I wonder if it would have made a difference if the baker had been asked to put something on a cake to celebrate.....oral sex, between a man and a woman? Or unwedded promiscuity?

Why are you talking about rectums?

Straight people have anal sex.
 
I am saying that there is at least something reasonable to hold against KKK members.

A gay couple wanting to get married have done nothing wrong. They are completely innocent.

Yes. I got that. It seems like a fair point.

Well, they are definitely innocent in your opinion and mine. And this seems quite reasonable. We are assuming they are consenting adults harming no one and only engaging in love. That it involves, or may involve their rectums is irrelevant.

I wonder if it would have made a difference if the baker had been asked to put something on a cake to celebrate.....oral sex, between a man and a woman? Or unwedded promiscuity?

Why are you talking about rectums?

Straight people have anal sex.

Because, or so I read, this is what many who think homosexual sex between two men is wrong are often bothered about.
 
Why are you talking about rectums?

Straight people have anal sex.

Because, or so I read, this is what many who think homosexual sex between two men is wrong are often bothered about.

They are bothered by many things.

Most of them were abused as children. Their minds were abused.

Told a bunch of lies but told it was the truth.
 
I am saying that there is at least something reasonable to hold against KKK members.

A gay couple wanting to get married have done nothing wrong. They are completely innocent.

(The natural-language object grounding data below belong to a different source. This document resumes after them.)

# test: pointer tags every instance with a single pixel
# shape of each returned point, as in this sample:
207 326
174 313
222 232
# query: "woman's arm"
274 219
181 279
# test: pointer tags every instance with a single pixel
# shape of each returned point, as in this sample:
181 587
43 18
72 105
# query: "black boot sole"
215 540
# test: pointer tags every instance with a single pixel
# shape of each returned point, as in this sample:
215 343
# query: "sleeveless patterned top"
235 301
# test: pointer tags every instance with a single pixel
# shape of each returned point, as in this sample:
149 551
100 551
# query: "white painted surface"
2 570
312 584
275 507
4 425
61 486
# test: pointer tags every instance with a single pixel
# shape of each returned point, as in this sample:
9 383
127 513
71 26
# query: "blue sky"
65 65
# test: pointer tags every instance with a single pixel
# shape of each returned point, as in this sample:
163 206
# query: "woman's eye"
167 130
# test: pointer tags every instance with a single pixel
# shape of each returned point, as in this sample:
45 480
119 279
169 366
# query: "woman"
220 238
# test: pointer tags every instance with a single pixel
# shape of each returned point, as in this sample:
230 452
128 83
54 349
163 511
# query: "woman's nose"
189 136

Yes. I got that. It seems like a fair point.

Well, they are definitely innocent in your opinion and mine. And this seems quite reasonable. We are assuming they are consenting adults harming no one and only engaging in love. That it involves, or may involve their rectums is irrelevant.
But they aren't harming no one. They're harming the baker. untermensche already stipulated that turning somebody into a tool for your own ends qualifies as harming him.

One of the persistent canards in this thread and in pretty much every debate on this topic is that the gay couple in the court case just want a nice cake to eat and feed to their friends. That is not reality. If what you want is a nice cake for you and your guests to eat, then you do not buy it from somebody whom you've given a reason to spit in it, and certainly a reason not to do his best work for you. These cases are political theater. The point of the cake is to express the message that discrimination will not be allowed. What the gay couple and their guests and whoever financed their lawsuit will enjoy about the cake is not the flavor, or the artistry, but the fact that the guy who made it didn't want to. The intent is to make him the symbolic sacrificial victim on the altar of their self-righteousness. If that wasn't their goal then they'd order a sexual-preference-neutral cake or find a gay-friendly baker.

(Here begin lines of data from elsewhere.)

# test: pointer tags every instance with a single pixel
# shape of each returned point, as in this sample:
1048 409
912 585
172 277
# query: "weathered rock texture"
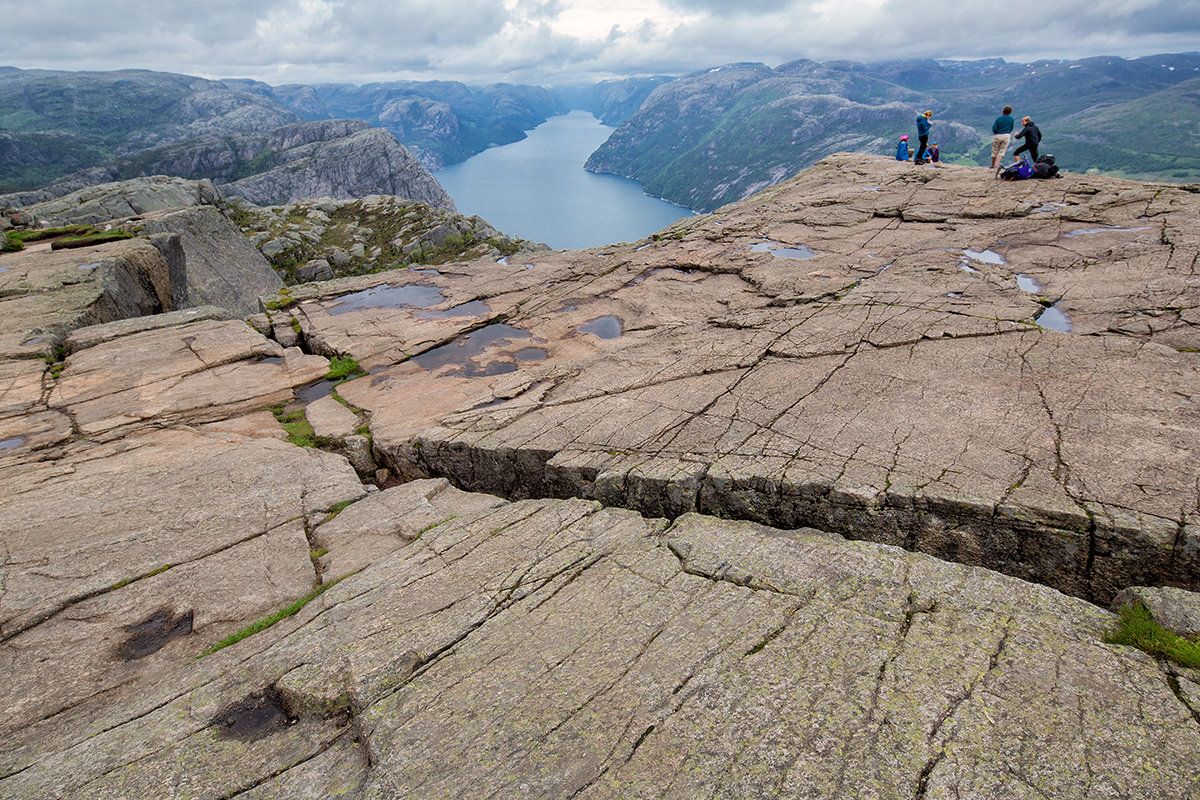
369 162
121 199
472 645
223 269
894 386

This isn't to say that the baker should win. That's an open question. Maybe coercing people to participate in other people's morality plays in the role of villain is a business the government ought to be in. That's a coherent position to argue for. But let's not kid ourselves that the customers aren't harming him. Punishing him in order to make an example of him to others is the purpose of the exercise, the whole reason they choose that particular baker to order a cake from in the first place.
 
I am saying that there is at least something reasonable to hold against KKK members.

A gay couple wanting to get married have done nothing wrong. They are completely innocent.

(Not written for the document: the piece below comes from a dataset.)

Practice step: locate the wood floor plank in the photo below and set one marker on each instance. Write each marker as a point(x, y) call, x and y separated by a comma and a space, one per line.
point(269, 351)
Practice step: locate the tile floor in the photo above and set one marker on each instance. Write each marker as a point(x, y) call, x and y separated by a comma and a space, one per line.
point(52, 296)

Yes. I got that. It seems like a fair point.

Well, they are definitely innocent in your opinion and mine. And this seems quite reasonable. We are assuming they are consenting adults harming no one and only engaging in love. That it involves, or may involve their rectums is irrelevant.
But they aren't harming no one. They're harming the baker. untermensche already stipulated that turning somebody into a tool for your own ends qualifies as harming him...

The baker is not their tool.

They are a customer of a person open to the public.

Dealing with the public carries rules.

You cannot kick people out because they are a racially mixed couple.

You cannot refuse service because you have some delusion.